Honestly, what I don't understand are the people that demonize smoking (I've only read the first page, by the way - I figured pages 2-5 were more likely than not just people bickering back and forth).
If you live at a high altitude, the background radiation can be as harmful to you as getting 100+ chest x-rays per year, or living a mile away from the Fukushima nuclear reactor sites post-"incident".
If you live in an urban area, you're "smoking" the equivalent of one cigarette for every 2 hours you spend outdoors, counting the carcinogens from vehicle exhaust, sewer grate exhaust, air conditioner exhaust/etc. If you live in a truly congested area (say, Los Angeles) with a lot of smog, that can go down to as much as the equivalent of 1 cigarette every 30-45 minutes. Passing by someone who is smoking at a building entrance or on a street sidewalk gives you roughly the same exposure to carcinogens as standing at a bus stop in that city and waiting for a bus.
If you eat food that's been exposed to pesticides, preservatives, or growth hormones, you're taking in roughly enough carcinogens to represent the LD50 (the amount of toxins necessary to kill 50% of the test population) of a moderately sized rat every week.
Also, an amusing anecdote.
I work in the healthcare profession. When a patient dies, we have to undergo what's called an "M&M conference", where a bunch of other doctors get together and we present the case, then we all put our heads together and try to figure out what happened, and whether or not we made any mistakes. One of the tools we use to do this is a death certificate filled out by a medical examiner, listing primary cause of death, secondary causes of death, and contributing causes of death.

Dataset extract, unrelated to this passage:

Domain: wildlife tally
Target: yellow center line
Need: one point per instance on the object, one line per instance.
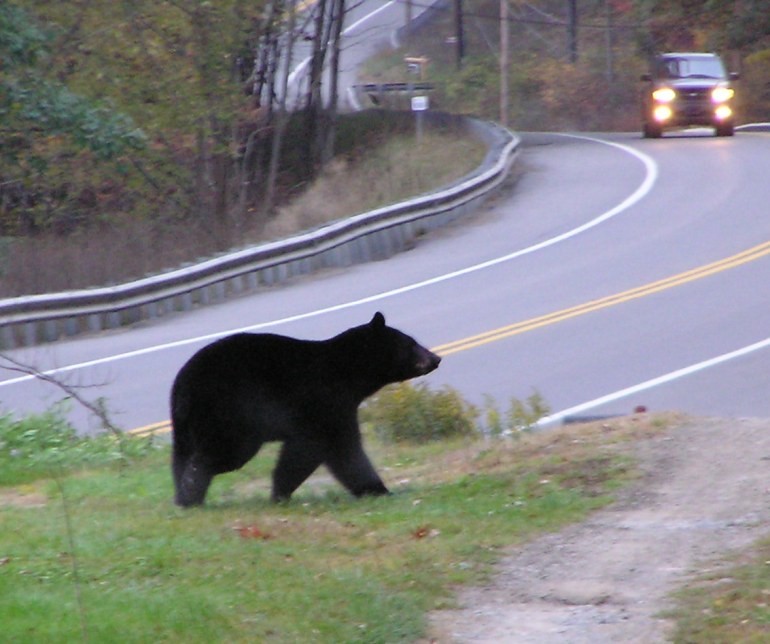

I had a patient who was hit by a car, rupturing his spleen (among numerous other injuries), and he ended up bleeding out on the operating table while we tried to repair the damage caused by getting hit by a friggin car. On the death certificate, the ME noted that he found evidence of smoking, and listed it as a contributing cause of death.
This happens more than you'd think - anyone that comes onto an autopsy table with more than "normal" wear and tear on their lungs has smoking listed as a contributing cause of death, even if it quite obviously had absolutely nothing to do with it, like with the patient above who died as a direct result of getting hit by a car.
These statistics are what (almost) everyone uses when they try to prove that smoking is harmful to you - the number of people in whom smoking contributed to their COD. It's a direct result of researcher bias. The researchers aren't doing their research to discover anything, rather they're doing it to PROVE that their hypothesis was right.
Now, on to the whole "smoking causes cancer" argument.
If carcinogens actually caused cancer, then everyone would have cancer. Contributing to the CHANCE of getting something is entirely different than actually causing it. It's like, you pick numbers on a lottery ticket. Removing a few of the numbers you DIDN'T pick contributes to the chance of you winning the lottery, but it's not a guarantee.
There has yet to be a study that definitively proves a causal link between smoking and cancer. There are too many other variables to account for for any such study to ever be done, reputably.
As far as personal choice is concerned?
I can understand and wholeheartedly agree with people that say they don't like the smell of cigarettes, or the taste you get when kissing one. THAT is a valid argument. Everything else is just justification.
We as human beings like to think that there is a cause behind every random occurrence. We see something horrible, like cancer, and have to believe that there's some sort of cause behind it, when in fact it's simple random chance. The top two causes of cancer are completely beyond our control - that is, genetics and viral mutations caused by oncoviruses. Environmental carcinogens are a DISTANT third. If you ever got chickenpox as a child, or mononucleosis as a teenager, or you've ever had the flu, or a cold sore, you're at an increased risk of getting cancer.
Some actual numbers:
A twin study published in the New England Journal of Medicine showed that 42% of cancer risk is genetic in nature (in over 1,000 sets of twins, 42% of the twins studied got the same exact cancer as the other twin that had it) (source: http://www.fhi.no/dokumenter/356607961f.pdf )
A study in the September 2010 Journal of General Virology (full text: http://vir.sgmjournals.org/content/91/9/2176.full ) suggests that the generally accepted "20% of all cancers are caused virally" is lowballing the figure by quite a lot. It's already known that the gammaherpesvirus (chicken pox) and epstein-barr viruses (something that's present in nearly everyone and has the nickname "the cancer virus") cause about 1/5th of all cancers, because they leave behind fragments of viral DNA/RNA that's replicated in cancer cells. This study shows that there can be viruses that cause cancer yet leave no trace behind after they've been eradicated by the body's immune system. At least read the abstract, it's an interesting study with solid methodology.
And remember, folks: the "American Society" and "American Cancer Society" are lobbyist groups, and wholly uninterested in anything that disproves whatever rhetoric they're spouting at any given time.